NinerNet Communications™
System Status

Server and System Status

NC031: Database overload incident

14 December 2018 05:51:47 +0000

On 13 December (UTC) the database server on server NC031 (the primary web server) failed twice, the second time resulting in our deciding to reboot the server. We believe this to be the result of a marked increase in denial of service and hacking attempts against this server over the last few days.

The database server went down at 01:55. We immediately logged into the server to determine the cause, and restarted it at 02:37. Shortly after that the problem manifested itself again, we did a full reboot of the machine at 03:03, and the server was again online and fully functional at 03:06.

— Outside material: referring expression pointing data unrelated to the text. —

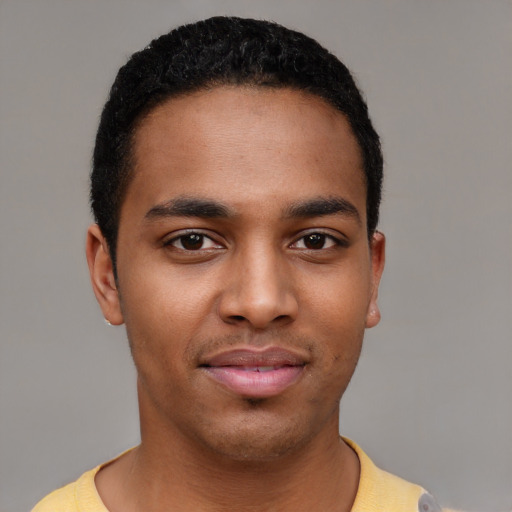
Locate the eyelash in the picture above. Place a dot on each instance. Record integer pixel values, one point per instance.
(202, 237)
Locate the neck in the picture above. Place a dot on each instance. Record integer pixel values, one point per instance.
(171, 472)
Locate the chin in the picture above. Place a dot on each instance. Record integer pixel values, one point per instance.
(257, 439)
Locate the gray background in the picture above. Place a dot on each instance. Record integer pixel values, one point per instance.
(432, 396)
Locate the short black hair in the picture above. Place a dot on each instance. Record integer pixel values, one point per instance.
(215, 52)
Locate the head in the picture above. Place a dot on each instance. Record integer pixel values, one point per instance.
(236, 185)
(211, 53)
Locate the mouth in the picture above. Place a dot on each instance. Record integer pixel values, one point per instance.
(255, 374)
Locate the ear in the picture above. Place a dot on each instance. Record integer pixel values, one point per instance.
(378, 253)
(102, 275)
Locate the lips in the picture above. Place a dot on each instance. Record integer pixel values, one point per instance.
(255, 374)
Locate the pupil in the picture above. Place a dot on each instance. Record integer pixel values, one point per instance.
(315, 241)
(192, 242)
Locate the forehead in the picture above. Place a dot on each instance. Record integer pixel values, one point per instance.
(248, 144)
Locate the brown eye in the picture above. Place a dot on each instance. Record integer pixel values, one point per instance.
(314, 241)
(317, 241)
(192, 242)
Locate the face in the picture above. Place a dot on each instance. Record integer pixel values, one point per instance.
(245, 275)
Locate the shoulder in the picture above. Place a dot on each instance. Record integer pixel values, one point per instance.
(78, 496)
(380, 490)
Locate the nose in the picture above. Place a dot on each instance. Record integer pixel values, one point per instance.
(258, 291)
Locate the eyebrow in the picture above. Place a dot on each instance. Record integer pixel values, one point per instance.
(189, 207)
(321, 206)
(210, 209)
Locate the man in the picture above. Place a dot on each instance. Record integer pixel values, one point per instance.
(236, 186)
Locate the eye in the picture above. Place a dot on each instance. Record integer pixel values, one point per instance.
(192, 242)
(316, 241)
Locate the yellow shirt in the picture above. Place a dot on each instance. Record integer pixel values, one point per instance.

The database failure resulted in database-based websites — e.g., WordPress websites — generating “error connecting to database” errors.

This issue highlights an issue on this server that we intend to address very early in the New Year, that being a necessary upgrade of our firewall system to better handle such attacks in the future.

We apologise that this issue occurred. If you have any questions, please contact NinerNet support. Thank-you.

NC031: Data centre power failure

19 July 2018 05:09:49 +0000

At 23:04 UTC on 18 July connectivity issues were reported at the New York, US, data centre. The cause of this problem was later identified as a power outage. The data centre is currently reporting that power was restored to the data centre at 00:38 UTC on 19 July, but our own logs on the server itself indicate that it was only down between 22:55 and 23:50 UTC on 18 July. We are expecting a full report from the data centre and will post further details here when we receive that.

This affected our primary web server, hosting most clients’ websites, including our own primary website (www.niner.net).

We later soft-rebooted the server at 04:07 UTC on 19 July, and it was back online at 04:08.

This outage affected automated daily back-ups on the server. These have been restored and will run as scheduled at the next scheduled time, which is at midnight UTC on 20 July.

We apologise for this outage. The data centres we select are supposed to have redundant power systems to ensure that this kind of event never happens. However, clearly it did in this case and, as mentioned above, we are expecting a follow-up report from the data centre to explain this failure.

If you have any questions or concerns, please contact us to let us know. Thank-you, and we again apologise for this incident.

NC036: Migration update 25 — Final

18 June 2018 08:54:43 +0000

The migration of all email accounts from server NC027 to server NC036 is complete. In fact, it was successfully completed at 04:00 UTC on 4 June. What followed over the next few days was an unprecedented avalanche of misinformation and red herrings that resulted in our moving the new server to another data centre (a move that took ten times longer than the previous move from the data centre where NC027 was located) where the same “problems” experienced by only some of our clients magically reappeared.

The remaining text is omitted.